# Alternatives to Coconut Oil?



## dragonblossom (Sep 14, 2013)

I've done some searching and reading but I'm still having trouble finding an alternative to coconut oil. I guess because I'm being picky, lol. I don't want to use palm oil due to the sustainability issue. I'd like the replacement oil o be something I can easily get and isn't too expensive. Reason for the alternative is my mother in law is allergic to coconut. 

Thought of making olive oil Castile for her, but the cure time on Castile sounds  waaaay long. So, any suggestions would be super helpful! Thanks!


----------



## Hazel (Sep 14, 2013)

Palm oil isn't a substitute for coconut oil because they have different properties. Palm kernel oil is the one which has the same properties. Babassu can be used as a substitute but it's a little more cleansing so I'd recommend using slightly less as a replacement.
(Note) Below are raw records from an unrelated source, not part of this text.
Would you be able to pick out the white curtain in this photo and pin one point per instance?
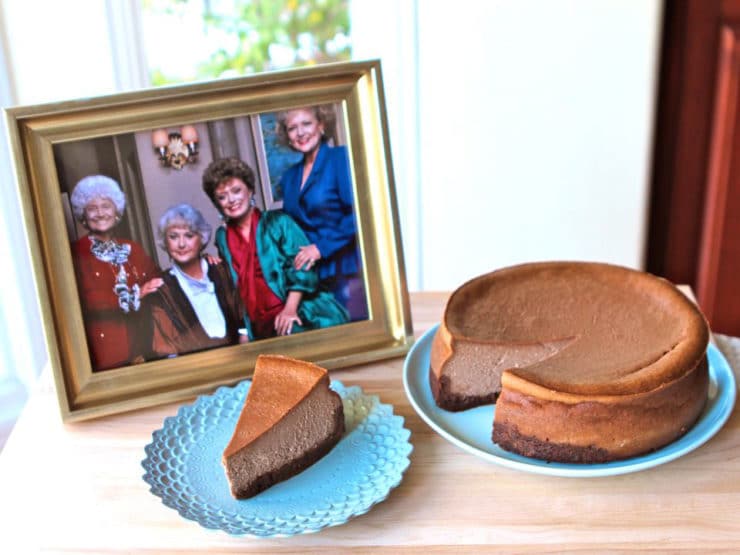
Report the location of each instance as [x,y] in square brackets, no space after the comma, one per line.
[98,51]
[22,348]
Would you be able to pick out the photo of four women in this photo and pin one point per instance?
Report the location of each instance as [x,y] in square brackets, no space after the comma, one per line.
[276,273]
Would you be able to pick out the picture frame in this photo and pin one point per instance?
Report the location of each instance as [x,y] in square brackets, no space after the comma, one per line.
[53,144]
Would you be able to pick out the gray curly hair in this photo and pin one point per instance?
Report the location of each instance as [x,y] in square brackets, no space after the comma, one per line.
[96,186]
[183,214]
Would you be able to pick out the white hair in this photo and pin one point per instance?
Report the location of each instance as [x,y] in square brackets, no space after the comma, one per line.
[96,186]
[184,214]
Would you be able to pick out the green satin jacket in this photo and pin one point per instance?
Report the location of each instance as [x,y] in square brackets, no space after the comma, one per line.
[278,241]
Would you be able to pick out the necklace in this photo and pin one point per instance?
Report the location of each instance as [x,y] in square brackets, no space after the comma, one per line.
[115,254]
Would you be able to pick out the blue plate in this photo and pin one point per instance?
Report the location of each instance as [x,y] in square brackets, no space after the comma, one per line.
[183,468]
[471,429]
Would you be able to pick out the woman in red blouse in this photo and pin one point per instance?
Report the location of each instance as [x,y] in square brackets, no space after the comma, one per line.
[113,275]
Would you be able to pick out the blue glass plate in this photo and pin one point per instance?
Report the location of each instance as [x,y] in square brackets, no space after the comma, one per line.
[183,467]
[471,429]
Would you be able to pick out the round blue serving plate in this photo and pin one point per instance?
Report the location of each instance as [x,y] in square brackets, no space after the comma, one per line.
[471,429]
[183,467]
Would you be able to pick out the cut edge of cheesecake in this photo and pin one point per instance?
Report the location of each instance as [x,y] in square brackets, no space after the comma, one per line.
[290,419]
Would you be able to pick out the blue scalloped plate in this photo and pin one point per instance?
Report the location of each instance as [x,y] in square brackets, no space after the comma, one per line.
[471,429]
[183,468]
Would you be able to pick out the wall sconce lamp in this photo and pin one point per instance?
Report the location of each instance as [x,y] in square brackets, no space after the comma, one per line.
[175,149]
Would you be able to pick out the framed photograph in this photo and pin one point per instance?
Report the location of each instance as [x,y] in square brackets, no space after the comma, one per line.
[177,233]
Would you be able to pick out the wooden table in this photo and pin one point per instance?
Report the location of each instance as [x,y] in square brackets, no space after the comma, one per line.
[78,488]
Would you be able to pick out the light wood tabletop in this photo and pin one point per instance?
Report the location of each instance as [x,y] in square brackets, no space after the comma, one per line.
[79,488]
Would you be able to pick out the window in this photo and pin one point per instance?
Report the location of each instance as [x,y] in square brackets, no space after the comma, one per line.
[192,40]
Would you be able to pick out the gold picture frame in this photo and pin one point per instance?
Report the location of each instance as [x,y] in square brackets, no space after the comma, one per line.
[42,138]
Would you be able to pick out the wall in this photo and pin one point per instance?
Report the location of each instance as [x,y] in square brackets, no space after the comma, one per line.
[533,127]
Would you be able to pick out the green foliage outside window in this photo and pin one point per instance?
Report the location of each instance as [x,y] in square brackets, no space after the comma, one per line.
[250,36]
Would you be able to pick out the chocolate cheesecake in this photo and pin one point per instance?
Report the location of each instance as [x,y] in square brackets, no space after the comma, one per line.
[586,362]
[291,418]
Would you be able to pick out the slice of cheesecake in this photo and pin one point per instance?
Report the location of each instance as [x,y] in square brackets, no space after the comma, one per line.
[291,418]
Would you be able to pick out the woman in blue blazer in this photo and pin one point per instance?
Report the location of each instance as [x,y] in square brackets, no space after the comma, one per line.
[317,194]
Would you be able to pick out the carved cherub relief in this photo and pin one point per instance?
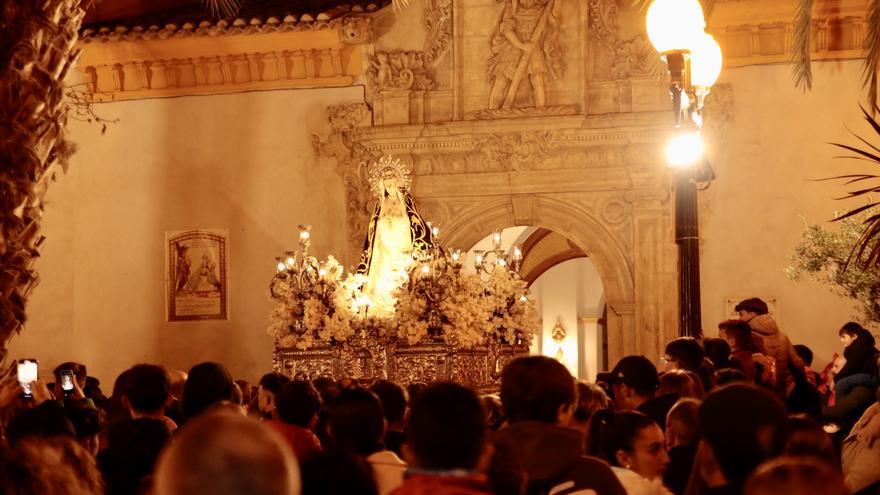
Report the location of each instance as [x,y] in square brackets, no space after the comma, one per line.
[524,46]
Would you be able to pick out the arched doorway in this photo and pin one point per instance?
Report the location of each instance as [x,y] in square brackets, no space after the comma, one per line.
[569,293]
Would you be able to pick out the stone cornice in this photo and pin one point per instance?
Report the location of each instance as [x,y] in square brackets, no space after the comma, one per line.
[325,54]
[756,32]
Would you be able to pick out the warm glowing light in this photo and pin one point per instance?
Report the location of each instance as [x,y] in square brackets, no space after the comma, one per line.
[705,61]
[684,150]
[673,25]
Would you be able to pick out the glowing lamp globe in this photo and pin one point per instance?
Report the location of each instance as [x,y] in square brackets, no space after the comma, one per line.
[705,61]
[673,25]
[684,150]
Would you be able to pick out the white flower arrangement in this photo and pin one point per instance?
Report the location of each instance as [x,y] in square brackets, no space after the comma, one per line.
[471,310]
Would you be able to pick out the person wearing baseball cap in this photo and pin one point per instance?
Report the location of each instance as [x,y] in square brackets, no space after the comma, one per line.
[634,382]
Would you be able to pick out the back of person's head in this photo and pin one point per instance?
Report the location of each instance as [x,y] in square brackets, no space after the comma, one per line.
[739,333]
[40,422]
[49,466]
[683,423]
[356,422]
[328,388]
[687,352]
[795,476]
[79,372]
[805,353]
[638,373]
[226,454]
[681,383]
[807,438]
[207,384]
[414,389]
[337,472]
[147,388]
[133,448]
[744,425]
[393,399]
[753,305]
[718,351]
[590,399]
[613,432]
[447,428]
[730,375]
[272,382]
[93,391]
[534,388]
[298,402]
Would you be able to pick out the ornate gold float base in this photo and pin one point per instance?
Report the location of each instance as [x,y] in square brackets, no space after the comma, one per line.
[479,368]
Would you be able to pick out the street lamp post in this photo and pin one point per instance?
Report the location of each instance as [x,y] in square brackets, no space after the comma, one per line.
[676,29]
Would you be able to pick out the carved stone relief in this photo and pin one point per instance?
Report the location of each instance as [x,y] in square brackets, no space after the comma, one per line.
[525,54]
[620,56]
[399,70]
[352,159]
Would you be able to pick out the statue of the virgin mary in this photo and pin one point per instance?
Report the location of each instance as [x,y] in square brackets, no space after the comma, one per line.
[395,234]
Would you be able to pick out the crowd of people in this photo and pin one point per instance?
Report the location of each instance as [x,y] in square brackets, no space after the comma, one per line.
[739,414]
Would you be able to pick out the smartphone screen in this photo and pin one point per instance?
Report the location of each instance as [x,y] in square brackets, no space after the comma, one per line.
[27,374]
[66,381]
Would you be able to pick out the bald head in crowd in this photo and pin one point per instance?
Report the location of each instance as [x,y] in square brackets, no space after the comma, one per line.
[227,454]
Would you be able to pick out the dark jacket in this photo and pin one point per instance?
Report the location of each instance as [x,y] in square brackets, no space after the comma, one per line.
[861,356]
[678,472]
[553,457]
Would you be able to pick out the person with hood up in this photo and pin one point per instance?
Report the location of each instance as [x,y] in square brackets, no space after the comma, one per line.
[861,359]
[538,395]
[754,311]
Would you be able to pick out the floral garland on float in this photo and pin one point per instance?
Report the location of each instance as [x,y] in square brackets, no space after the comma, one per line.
[407,296]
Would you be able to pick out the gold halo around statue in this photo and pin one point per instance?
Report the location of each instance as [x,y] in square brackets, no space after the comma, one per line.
[389,167]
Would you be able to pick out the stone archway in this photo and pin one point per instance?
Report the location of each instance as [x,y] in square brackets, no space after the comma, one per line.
[578,225]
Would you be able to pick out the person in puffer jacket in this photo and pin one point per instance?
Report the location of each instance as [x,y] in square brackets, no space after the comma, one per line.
[861,360]
[777,344]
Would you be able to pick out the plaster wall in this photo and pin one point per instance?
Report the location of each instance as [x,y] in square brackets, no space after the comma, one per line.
[753,214]
[241,162]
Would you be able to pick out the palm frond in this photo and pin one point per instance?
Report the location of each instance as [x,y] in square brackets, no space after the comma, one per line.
[222,8]
[866,250]
[801,69]
[872,54]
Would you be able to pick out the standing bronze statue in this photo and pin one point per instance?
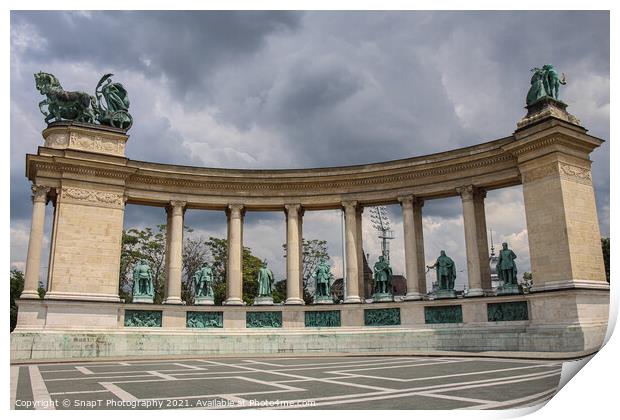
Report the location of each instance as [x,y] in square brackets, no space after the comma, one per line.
[143,291]
[507,271]
[323,278]
[446,275]
[265,284]
[203,285]
[382,273]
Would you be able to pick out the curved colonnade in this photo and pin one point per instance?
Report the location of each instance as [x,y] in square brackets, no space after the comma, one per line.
[84,172]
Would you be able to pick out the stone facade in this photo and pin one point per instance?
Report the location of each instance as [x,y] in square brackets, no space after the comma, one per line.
[82,169]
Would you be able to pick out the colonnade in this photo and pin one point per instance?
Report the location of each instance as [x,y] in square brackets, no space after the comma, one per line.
[474,228]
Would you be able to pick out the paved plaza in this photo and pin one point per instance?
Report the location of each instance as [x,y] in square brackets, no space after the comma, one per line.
[293,382]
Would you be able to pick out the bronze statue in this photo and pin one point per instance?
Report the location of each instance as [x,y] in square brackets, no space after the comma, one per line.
[506,266]
[203,281]
[143,281]
[446,271]
[323,278]
[265,281]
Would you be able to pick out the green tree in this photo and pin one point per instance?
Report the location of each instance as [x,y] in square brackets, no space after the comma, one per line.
[144,244]
[17,287]
[218,257]
[606,249]
[313,251]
Not by much - I lowered it 2% or 3%. You may have to experiment with it to determine what percentage you like. It's been a long time since I've used it which is why I'm not sure of the percentage. On the other hand, you might like a more cleansing soap and would prefer to use it at the percentage of what you normally use for CO.


----------



## paillo (Sep 14, 2013)

I like babassu as well, and ditto to the details Hazel provided. I order it inexpensively from Soapers Choice. I use it in solid lotions, shampoo bars and CP.


----------



## green soap (Sep 14, 2013)

I make a babassu calendula soap (unscented) for those with coconut allergies that do not want my goat milk castile.  I had someone wanting a non coconut vegan soap and had nothing for her, so I now make this one on a regular basis.

I leave it unscented because (1) it is rare that I get asked for a non coconut soap and unscented seems to please everyone and (2) since babassu is pricier than coconut, adding no scent allows me to offer this soap at the same price as my other coconut containing soaps.  However if it was my MIL I would make it in her favorite scent of course!

I get my babassu from Cibaria (my semi-local oil supplier)


----------



## dragonblossom (Sep 14, 2013)

Super, thanks! I'll look into babassu then.


----------



## judymoody (Sep 14, 2013)

I use palm kernel oil for soap and babassu for leave on products, mostly due to price.


----------



## sistrum (Sep 14, 2013)

You could just leave it out. Soap will clean just fine without coconut oil or palm kernel oil. It will be nice and mild but you may find it lathers better with warm to hot water instead of cold.


----------



## Robert (Sep 14, 2013)

dragonblossom said:


> my mother in law is allergic to coconut.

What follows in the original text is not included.